Di Koperasi Serba Usaha (KSU) Laing Sepakat, Kelurahan Laing, Kecamatan Tanjung Harapan, Kamis (18/11/2021) dilaksanakan program desa berinovasi melalui pendampingan dari Balitbang, Dinas Perdagangan KUKM Kota Solok,dan Science Techno Park (STP) Universitas Andalas, sekaligus launching produk-produk inovatif yang dihasilkan KSU Laing Sepakat dengan branding So Wangi

Hal yang membanggakan, pada tahun ini di Sumatera Barat terdapat tiga daerah yang menerima program desa berinovasi, Kota Solok, Bukittinggi dan Tanah Datar.

Pelaksana Tugas Direktur Pemanfaatan Riset dan Inovasi pada Kementerian/Lembaga, Masyarakat dan UMKM, Hardi Julendra mengatakan, program desa berinovasi bertujuan membangun kapasitas untuk kehidupan yang berkelanjutan, menghargai budaya dan menemukan peluang bisnis melalui pengembangan infrastruktur pedesaan, penerapan teknologi dan inovasi untuk pengembangan produk unggulan.

Selanjutnya, membangun keterampilan dan kompetensi, melalui sinergi komunitas dan masyarakat, dunia usaha, akademisi dan pemerintah serta pemerintah daerah. 

"Kita mengusulkan kepada wali kota agar dapat dibangun Pusat Studi Minyak Atsiri di Kota Solok. Pusat studi ini nantinya dapat bermanfaat untuk mendukung pengembangan minyak atsiri dari hulu ke hilir, bahkan dapat dimanfaatkan nantinya oleh mahasiswa, akademisi, maupun praktisi yang memiliki minat terhadap minyak atsiri," sebutnya.

Wali kota diwakili Asisten II Jefrizal, mengucapkan terima kasih atas program BRIN yang dilaksanakan di Kota Solok. 

Keberhasilan pelaksanaan program desa berinovasi dapat berlanjut serta tidak hanya untuk pengembangan produk-produk berbahan minyak atsiri saja, karena banyak produk unggulan daerah yang membutuhkan intervensi pemerintah dan akademisi dalam kerangka triple helix yang membutuhkan sentuhan kreativitas, alih teknologi dan inovasi.

Kota Solok mendapatkan program itu, karena telah mampu menghasilkan produk yang memiliki nilai tambah dari minyak atsiri yang bersumber dari tanaman serai wangi yang dibudidayakan.

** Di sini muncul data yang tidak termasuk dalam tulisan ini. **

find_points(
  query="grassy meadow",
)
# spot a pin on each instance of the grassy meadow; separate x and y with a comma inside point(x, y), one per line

Pengembangan minyak atsiri dari tanaman serai wangi ini dirintis sejak 2006 dan sudah tertuang di dalam Peraturan Walikota Solok Nomor 39/2009 tentang Pedoman Umum Program Pengembangan Minyak Atsiri Kota Solok.

Pemko memfasilitasi pengembangan minyak atsiri ini mulai dari pemanfaatan lahan, penyediaan bibit, hingga penyediaan alat suling yang mana sumber pendanaannya berasal dari APBD Kota, APBD Provinsi dan APBN. 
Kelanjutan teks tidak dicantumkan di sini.